NewsTeam 10 Investigates


Release of police misconduct records temporarily put on hold

Police Associations challenge Senate Bill 1421
Posted at 6:18 PM, Feb 05, 2019
and last updated 2019-02-05 21:18:29-05

SAN DIEGO (KGTV) - A California law designed to increase transparency of police misconduct is being challenged in court.

A San Diego judge ordered a stay Tuesday, saying that while the case is pending departments cannot give out any misconduct records that were created before January 2019.

The decision comes after eight local police associations asked a judge to stop the law from being retroactive, saying their departments shouldn’t release previous records.
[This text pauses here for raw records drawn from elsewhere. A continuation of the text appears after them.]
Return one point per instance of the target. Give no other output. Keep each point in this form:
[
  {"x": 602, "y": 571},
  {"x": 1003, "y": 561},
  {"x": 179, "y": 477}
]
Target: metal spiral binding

The lawsuit was filed less than a month after Senate Bill 1421 took effect. The groundbreaking law requires departments to release to the public records of officer-involved shootings and major uses of force, officer dishonesty, and confirmed cases of sexual assault.

According to the lawsuit, Senate Bill 1421 doesn’t contain any express provision or language requiring retroactivity or any clear indication that the legislature intended the statue to operate retroactively. It argues the bill eliminates the longstanding statutory confidentiality of specified peace officer or custodial officer personnel records.
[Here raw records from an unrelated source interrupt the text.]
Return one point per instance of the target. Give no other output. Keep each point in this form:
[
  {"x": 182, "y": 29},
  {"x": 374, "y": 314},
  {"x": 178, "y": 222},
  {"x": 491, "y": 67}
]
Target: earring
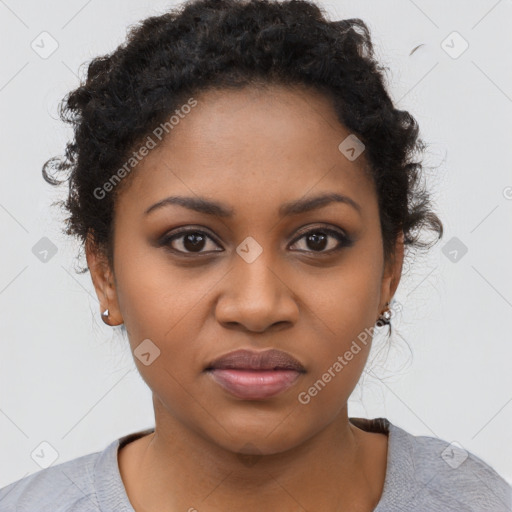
[
  {"x": 104, "y": 316},
  {"x": 385, "y": 317}
]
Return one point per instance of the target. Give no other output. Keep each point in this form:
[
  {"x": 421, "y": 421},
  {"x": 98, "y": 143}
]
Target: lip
[
  {"x": 254, "y": 375},
  {"x": 244, "y": 359},
  {"x": 254, "y": 384}
]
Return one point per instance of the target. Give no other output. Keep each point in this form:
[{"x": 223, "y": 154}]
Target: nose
[{"x": 256, "y": 297}]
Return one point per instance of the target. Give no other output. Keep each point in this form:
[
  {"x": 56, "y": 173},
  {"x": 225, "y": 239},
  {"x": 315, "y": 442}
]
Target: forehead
[{"x": 252, "y": 144}]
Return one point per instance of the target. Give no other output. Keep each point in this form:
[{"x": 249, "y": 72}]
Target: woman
[{"x": 244, "y": 189}]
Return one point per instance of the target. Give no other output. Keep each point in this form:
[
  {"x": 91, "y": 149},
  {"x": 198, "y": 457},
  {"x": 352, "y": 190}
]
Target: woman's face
[{"x": 256, "y": 280}]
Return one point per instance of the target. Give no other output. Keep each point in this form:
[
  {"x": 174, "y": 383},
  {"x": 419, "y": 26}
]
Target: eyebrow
[{"x": 209, "y": 207}]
“Forty-five years these documents have been deemed to be confidential and private,” said Richard Pinckard, attorney for the Police Officer Associations. “Decisions were made in that forty-five year period, now we’re changing that not just prospectively, but we’re changing it retroactively; that’s a problem."

A lawyer representing 10News, the San Diego Union-Tribune, the Voice of San Diego, KNSD, and KPBS plans to intervene in the case.
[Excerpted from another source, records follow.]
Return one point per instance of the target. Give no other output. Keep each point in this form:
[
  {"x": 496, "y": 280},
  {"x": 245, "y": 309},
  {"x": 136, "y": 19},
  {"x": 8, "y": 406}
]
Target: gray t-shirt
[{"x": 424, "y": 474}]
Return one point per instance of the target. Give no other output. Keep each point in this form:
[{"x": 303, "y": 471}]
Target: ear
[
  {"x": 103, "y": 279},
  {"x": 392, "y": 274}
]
An attorney representing the American Civil Liberties Union San Diego and Imperial Counties also plans to intervene. Bardis Vakili says the ACLU worked with the state legislature to pass the law and believe if the records exist, the public has a right to know.

“Shining sunlight on serious misconduct in any government entity is important in the public's ability to hold that governmental entity accountable,” Vakili said.

The attorney for the associations says he doesn't believe the law is about transparency, he thinks it's about publicly shaming law enforcement.

It’s not just San Diego County. Police Officer Associations across the state are filing similar legal challenges.

Attorneys for 10news and other local media organizations will make their case later this month.